As demonstrated, wet flows and dry flows are not at all the same. Until fully in vapor phase, fuel tends to follow its own path when airflow changes direction.
As currently configured, the EFii injectors are located on the intake runners, pointed downward, perpendicular to the crankshaft centerline. However, the individual intake runners intersect the injector spray pattern at either four or six different angles in two different planes (approach angle and runner bend), at the curve in the runner. The result is entirely non-symmetrical; no intersection of fuel spray and airflow is the same.
Although much is made of an electronic injector's "highly atomized fuel spray", it is useless if a high percentage of those tiny fuel droplets fail to reach vapor phase, or clump back together into larger droplets, or simply wet the walls of a relatively cool manifold runner. Those are classic problems in the wet flow from a carb or single point injection, and I suggest that the EFii injector placement (below, A) is subject to the same.
The vast majority of port fuel injection designs (mechanical or electronic) place the injector so that it sprays fuel at the back side of the hot intake valve (C). The combined heat and pressure drop at valve opening instantly flashes the fuel to vapor, even if pooled there.
Re-positioning the electronic injector, either to an optimum position on top of the head (C, the standard Lycoming injection port), or to a less optimum but still better position pointed up into the intake port (B) might prove to be a worthwhile experiment.
Of course, position (B) would tend to trap vapor bubbles following a hot shutdown, and thus may negate a key benefit, simplified hot starting as compared to constant flow injection.
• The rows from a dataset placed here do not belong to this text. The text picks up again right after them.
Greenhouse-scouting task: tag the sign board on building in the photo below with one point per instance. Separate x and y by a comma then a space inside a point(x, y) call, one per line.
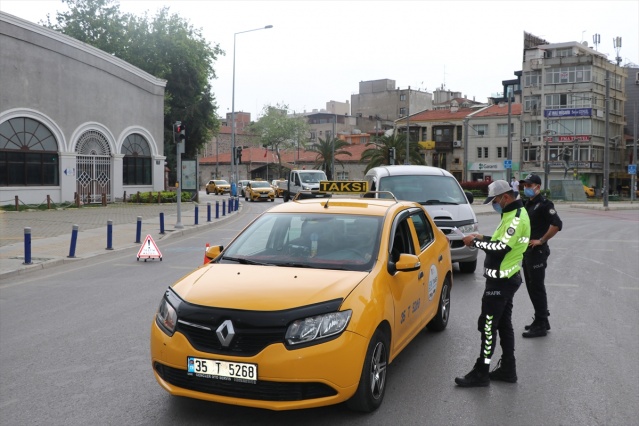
point(568, 112)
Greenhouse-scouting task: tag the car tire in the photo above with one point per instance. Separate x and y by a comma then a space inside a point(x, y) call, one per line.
point(468, 267)
point(372, 383)
point(440, 321)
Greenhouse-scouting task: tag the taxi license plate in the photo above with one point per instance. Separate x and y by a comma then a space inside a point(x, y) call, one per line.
point(224, 370)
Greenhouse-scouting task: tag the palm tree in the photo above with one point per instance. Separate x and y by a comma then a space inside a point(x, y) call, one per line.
point(378, 153)
point(324, 149)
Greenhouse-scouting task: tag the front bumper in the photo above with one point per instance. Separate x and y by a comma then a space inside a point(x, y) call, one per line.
point(318, 375)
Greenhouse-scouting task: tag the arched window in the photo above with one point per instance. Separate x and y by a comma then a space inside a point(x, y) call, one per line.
point(28, 154)
point(137, 169)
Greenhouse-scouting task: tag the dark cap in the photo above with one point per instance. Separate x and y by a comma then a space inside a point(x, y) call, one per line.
point(532, 179)
point(496, 188)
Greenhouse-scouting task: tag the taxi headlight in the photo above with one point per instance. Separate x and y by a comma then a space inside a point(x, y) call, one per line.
point(166, 317)
point(468, 229)
point(318, 327)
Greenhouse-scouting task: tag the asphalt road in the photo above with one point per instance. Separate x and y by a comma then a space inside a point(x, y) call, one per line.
point(74, 342)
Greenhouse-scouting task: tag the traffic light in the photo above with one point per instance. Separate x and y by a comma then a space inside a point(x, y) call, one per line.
point(180, 131)
point(238, 154)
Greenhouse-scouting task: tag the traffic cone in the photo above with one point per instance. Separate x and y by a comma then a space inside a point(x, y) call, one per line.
point(206, 259)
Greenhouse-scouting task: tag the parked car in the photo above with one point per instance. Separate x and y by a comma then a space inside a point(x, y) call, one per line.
point(440, 193)
point(306, 307)
point(218, 187)
point(259, 190)
point(240, 186)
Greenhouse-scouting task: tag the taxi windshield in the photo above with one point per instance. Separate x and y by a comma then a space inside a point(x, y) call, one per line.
point(305, 240)
point(424, 189)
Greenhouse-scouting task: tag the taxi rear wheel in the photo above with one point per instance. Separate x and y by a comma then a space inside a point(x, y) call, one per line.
point(440, 321)
point(372, 383)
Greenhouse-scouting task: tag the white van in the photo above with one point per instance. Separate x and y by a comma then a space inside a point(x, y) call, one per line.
point(442, 196)
point(303, 180)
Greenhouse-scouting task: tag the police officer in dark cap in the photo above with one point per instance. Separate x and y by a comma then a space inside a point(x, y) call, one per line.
point(544, 224)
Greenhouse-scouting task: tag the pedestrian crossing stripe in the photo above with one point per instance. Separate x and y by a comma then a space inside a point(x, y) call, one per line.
point(149, 249)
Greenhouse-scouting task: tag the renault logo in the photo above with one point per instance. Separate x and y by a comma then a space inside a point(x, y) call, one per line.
point(225, 333)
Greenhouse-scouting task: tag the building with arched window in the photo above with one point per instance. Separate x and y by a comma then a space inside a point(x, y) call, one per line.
point(74, 119)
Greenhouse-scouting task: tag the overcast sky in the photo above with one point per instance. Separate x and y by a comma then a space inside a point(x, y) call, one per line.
point(319, 51)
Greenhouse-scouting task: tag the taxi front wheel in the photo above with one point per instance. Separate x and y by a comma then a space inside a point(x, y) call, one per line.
point(372, 383)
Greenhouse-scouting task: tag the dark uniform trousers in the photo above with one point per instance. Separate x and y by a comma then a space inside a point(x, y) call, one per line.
point(534, 266)
point(496, 316)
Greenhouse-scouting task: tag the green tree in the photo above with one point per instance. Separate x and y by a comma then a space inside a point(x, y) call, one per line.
point(279, 131)
point(378, 153)
point(324, 149)
point(166, 46)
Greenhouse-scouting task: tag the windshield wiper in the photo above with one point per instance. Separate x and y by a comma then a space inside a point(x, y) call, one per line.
point(294, 265)
point(244, 261)
point(438, 202)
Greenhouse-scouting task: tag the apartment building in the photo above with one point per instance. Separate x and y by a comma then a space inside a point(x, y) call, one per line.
point(565, 120)
point(382, 101)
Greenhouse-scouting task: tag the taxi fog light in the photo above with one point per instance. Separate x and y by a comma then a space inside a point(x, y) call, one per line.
point(318, 327)
point(166, 317)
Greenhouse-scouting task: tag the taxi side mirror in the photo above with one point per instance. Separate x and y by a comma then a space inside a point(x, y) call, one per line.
point(406, 263)
point(212, 252)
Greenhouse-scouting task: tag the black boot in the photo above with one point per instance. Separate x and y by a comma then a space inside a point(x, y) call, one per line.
point(477, 377)
point(537, 329)
point(506, 371)
point(537, 319)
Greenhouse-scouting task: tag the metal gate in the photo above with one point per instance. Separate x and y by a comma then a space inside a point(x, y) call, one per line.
point(93, 176)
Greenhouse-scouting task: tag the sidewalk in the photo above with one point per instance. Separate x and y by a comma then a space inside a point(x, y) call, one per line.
point(51, 230)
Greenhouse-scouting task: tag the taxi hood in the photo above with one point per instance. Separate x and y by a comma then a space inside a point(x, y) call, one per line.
point(264, 288)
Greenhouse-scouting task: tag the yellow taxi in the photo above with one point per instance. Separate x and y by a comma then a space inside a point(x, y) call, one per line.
point(306, 307)
point(218, 187)
point(259, 190)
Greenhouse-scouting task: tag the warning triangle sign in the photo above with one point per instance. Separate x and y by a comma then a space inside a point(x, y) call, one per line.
point(149, 249)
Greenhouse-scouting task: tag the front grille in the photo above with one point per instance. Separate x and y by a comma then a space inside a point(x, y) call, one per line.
point(247, 341)
point(262, 390)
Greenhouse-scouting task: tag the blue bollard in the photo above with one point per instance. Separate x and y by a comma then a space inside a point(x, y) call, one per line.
point(138, 231)
point(109, 235)
point(74, 240)
point(27, 246)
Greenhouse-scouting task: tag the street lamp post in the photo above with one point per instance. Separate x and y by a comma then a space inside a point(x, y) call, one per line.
point(233, 131)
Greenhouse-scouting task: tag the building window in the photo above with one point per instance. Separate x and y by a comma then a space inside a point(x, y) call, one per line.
point(480, 129)
point(28, 154)
point(502, 152)
point(137, 166)
point(531, 104)
point(502, 129)
point(562, 75)
point(482, 152)
point(532, 79)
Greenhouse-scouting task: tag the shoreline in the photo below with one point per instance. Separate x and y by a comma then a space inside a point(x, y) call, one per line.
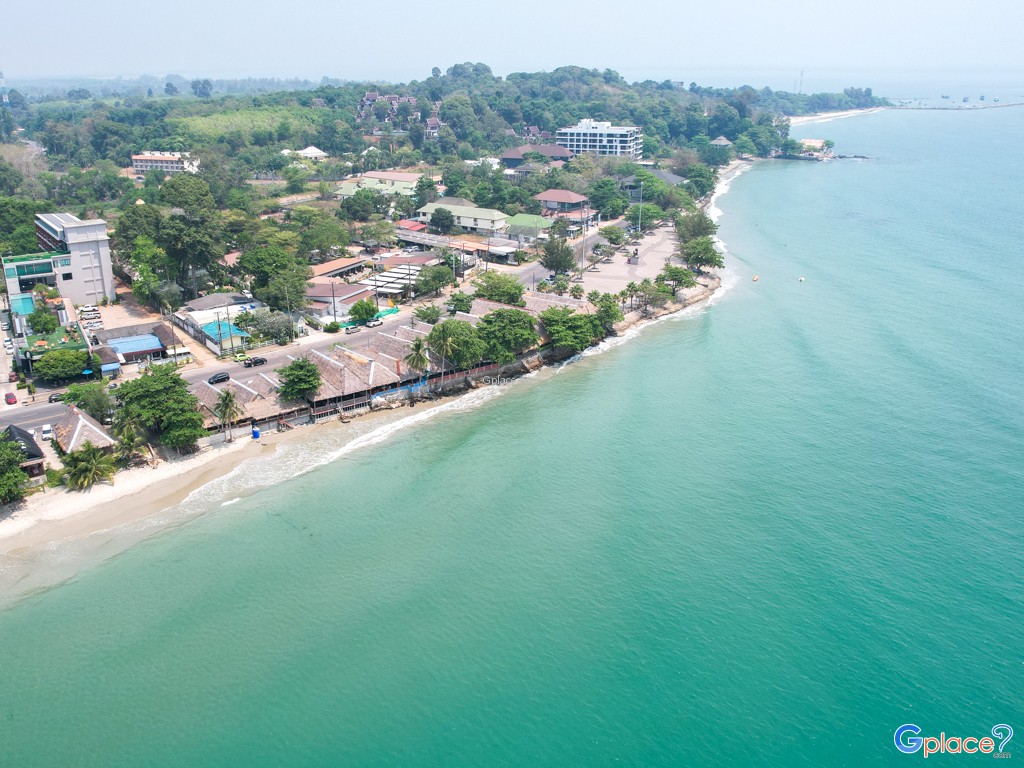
point(826, 117)
point(55, 516)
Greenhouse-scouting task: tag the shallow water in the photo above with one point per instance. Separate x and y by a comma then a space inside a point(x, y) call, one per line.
point(768, 531)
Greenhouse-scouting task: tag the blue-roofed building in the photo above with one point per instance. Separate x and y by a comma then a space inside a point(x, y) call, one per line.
point(224, 335)
point(134, 348)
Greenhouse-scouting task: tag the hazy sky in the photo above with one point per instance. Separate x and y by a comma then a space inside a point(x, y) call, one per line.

Further to injector placement, anyone who has ever played around inside a flowing intake port with a manometer probe knows that there are significant pressure variations at various points, notably around curves. Here, fuel delivery is dependent on deltaP between the fuel rail pressure and the manifold pressure
in the immediate vicinity of the injector. The fuel pressure regulator varies rail pressure to maintain deltaP, but necessarily assumes that manifold pressure is the same in all runners. Variations in local manifold pressure would result in variations in fuel delivery at individual injectors.